再び僕はアルメリッサへと向き直ると、軽く頷く。
「あなたに頼まれなくても、僕たちは最初からこの森を救うつもりでした。ですので、知っていることすべてを話してください」
真摯にそう答える僕に、森の女王はなんとも言えない顔をすると、
(ありがとうございます。そう言っていただけて、本当に心強いです)
そう声を発し、軽く会釈してから、彼女はかつてこの森で何が起こったのか、とうとうと話し始めた。

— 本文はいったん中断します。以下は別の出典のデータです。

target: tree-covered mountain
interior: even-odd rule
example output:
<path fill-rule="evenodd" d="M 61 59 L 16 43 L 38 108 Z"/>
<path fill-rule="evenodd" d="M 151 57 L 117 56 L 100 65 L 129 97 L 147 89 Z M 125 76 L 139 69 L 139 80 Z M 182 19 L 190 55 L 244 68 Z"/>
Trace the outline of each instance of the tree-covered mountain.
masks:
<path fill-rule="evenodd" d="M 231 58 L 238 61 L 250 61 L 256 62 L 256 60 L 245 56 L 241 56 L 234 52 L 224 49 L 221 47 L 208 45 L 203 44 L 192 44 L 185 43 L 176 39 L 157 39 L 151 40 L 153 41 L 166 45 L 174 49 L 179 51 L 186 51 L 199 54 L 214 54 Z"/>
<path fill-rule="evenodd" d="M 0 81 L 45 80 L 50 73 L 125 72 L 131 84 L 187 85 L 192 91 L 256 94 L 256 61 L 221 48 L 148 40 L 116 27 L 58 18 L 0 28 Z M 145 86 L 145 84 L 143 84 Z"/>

(かつて――古の時代、私は大きな過ちを犯しました。あなた方もご存じの通り、かつて起こった七政王との戦争により、私は愛する夫に先立たれてしまい、あまりの悲しみに心を打ち砕かれ、正気を失いかけてしまったのです。そのため、決して蘇ることなどないとわかっていたにもかかわらず、あの人が残したセデフとセディア、精霊力吸収機構を駆使して、この森に漂うありとあらゆる精霊力をかき集めようとしました。いけないことと知りつつ、戦争によって散っていった多くの死者たちの残留精霊力すら利用し、あの人を蘇らせようとしたのです。ですが、結果はご存じの通り。古代の叡智をもってしても、一度死んだ人間を蘇らせることなどできなかったのです)
そこまで言って、瞳を閉じる彼女。
僕の記憶の中に彼女が復活したという事実はない。だけど、幻生獣の身でありながら人を愛し、ともに生きる道を選んだような人だ。
おそらく、種族の壁や体裁、その他諸々といった多くの壁があったことだろう。
そんなとてつもない障害すら乗り越え結ばれた二人なのだ。
病気で亡くなった場合でも気が狂ってしまうかもしれないのに、悪意ある人間たちによって殺されてしまったとあっては、正気を失っても仕方なかっただろう。
(あのときのことを思い出すと、今でも慟哭の念に胸が押し潰されそうになります。正気を失っていましたが、なぜか、あのときの記憶が普通に残っているからです。ですが、それ以上にあってはならない事態を、私はそのあと、引き起こしてしまったのです。大きな過ちを――)
彼女はそこで一度言葉を切って、僕たち全員を見渡すようにした。
僕たちは口を挟まず、彼女の次の言葉をじっと待った。そして、語られた事実に愕然とするのであった。